*> I don't think there is an ML which could extract the take aways from each sec...

nudpiedo · on July 29, 2019

is there any working demo to play with? I am not into ML and won't read the whole paper... I expect these sort of mechanisms to make some weighting of the morphemes and sentences and replicate the top score ones whereas a human made summary is based on context and semantics given by humans (for example, the relevant part might be only relevant during the current zeitgeist or for some peoples bias)

applecrazy · on July 29, 2019

I'm not aware of any working demos. In terms of the weighting, your intuition is correct, there's a way how a machine learning algorithm can learn which tokens (what you call morphemes) are of significance automatically. That's called an attention mechanism. It learns what tokens are important and then passes that into a "context vector" of sorts, which is then passed into the generator network (which is some form of recurrent network).

The disadvantage of using only token-based attention is that it's still not enough context for large spans of text (> 1000 tokens), and I'm actually having this issue now in my work. That's where things like applying attention to chunks of text is helpful.

I'm still trying to fully understand attention mechanisms, so I hope this comment made sense.
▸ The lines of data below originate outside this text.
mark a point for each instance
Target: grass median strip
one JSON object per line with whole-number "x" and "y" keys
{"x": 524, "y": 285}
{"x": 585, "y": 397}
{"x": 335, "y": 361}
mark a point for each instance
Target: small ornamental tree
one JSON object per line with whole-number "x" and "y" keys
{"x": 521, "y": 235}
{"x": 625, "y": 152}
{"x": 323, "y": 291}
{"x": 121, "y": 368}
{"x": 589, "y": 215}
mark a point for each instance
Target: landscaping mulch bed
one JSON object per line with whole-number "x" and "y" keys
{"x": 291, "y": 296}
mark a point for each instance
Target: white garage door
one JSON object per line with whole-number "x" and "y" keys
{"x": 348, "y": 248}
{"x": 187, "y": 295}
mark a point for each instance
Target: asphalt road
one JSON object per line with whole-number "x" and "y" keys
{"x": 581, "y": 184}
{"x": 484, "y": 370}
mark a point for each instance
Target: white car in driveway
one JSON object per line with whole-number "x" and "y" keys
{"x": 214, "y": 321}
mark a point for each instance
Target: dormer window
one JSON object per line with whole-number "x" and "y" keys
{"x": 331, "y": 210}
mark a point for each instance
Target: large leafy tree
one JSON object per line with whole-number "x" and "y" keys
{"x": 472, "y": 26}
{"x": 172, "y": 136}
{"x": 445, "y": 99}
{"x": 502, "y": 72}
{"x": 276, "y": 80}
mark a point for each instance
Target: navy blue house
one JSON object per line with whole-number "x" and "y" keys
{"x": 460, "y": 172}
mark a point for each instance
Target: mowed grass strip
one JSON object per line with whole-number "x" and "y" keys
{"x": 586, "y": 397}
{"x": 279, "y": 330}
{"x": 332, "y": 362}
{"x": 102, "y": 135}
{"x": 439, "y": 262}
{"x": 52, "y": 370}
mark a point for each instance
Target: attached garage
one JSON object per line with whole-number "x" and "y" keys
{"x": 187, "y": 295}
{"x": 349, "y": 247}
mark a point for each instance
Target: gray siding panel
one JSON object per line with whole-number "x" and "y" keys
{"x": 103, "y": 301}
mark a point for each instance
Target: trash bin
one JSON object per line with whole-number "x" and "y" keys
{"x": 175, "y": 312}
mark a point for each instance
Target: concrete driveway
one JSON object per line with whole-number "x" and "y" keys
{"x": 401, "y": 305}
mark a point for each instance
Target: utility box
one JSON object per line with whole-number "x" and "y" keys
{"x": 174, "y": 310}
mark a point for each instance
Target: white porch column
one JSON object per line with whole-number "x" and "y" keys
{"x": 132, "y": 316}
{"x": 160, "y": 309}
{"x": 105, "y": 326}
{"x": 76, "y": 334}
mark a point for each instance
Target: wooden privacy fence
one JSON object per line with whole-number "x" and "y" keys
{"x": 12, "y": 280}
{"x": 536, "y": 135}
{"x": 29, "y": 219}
nudpiedo · on July 29, 2019

but facing such problem with an absolute lack of abstraction on the ideas behind obviously cannot work at any non straightforward example, isn't it? there must be some other steps or algorithms or additions to this process; the language is a protocol to encode a message, a representation about abstract concepts and ideas semantically referenced. It is not the same the HTTP server configuration values and statistical analysis of a xml text encoding those; and that still would be straightforward communication, not metaphoric speech or indirect references.

As long time language learner I can tell you that the most significative words in a text are the less common (that's why learning a language by lists of common words does not work out of the box). In the sort of process you mention the words with more meaning for the idea to communicate might have easily less weight than other more common tokens at the same texts, and it very easily depends on the communication style of the subject.

For me this way of making a summary, looking at the language as a sum of interconnected tokens, sounds like trying to replicate a paint by measuring brush strokes directions and pigmentation (vectors of values) rather than trying to understand the abstract concept or idea behind (a vase with flowers, fruits) and recreating it (use the skill of extracted with the vectors to recreate the abstract idea which was encoded behind).

I think I might end up reading the paper you mentioned.

applecrazy · on July 29, 2019

To address how computers establish context, usually the tokens are sent through an embedding layer (basically turning a word into a dense vector). Word embeddings, surprisingly, reflect the real-world semantic relationships behind words (for instance, king - man + woman = queen). It also happens that the algorithms for creating word embeddings group words with similar meanings/semantics together (for example, king and queen would be closer together in n-dimensional space). Overall, embeddings allow a computer to look at a language as more than a bunch of interconnected tokens and actually incorporate the semantics of each word into its predictions. Of course, this isn't perfect, which is why we need attention mechanisms and various other methods to help a computer try to understand context long-term.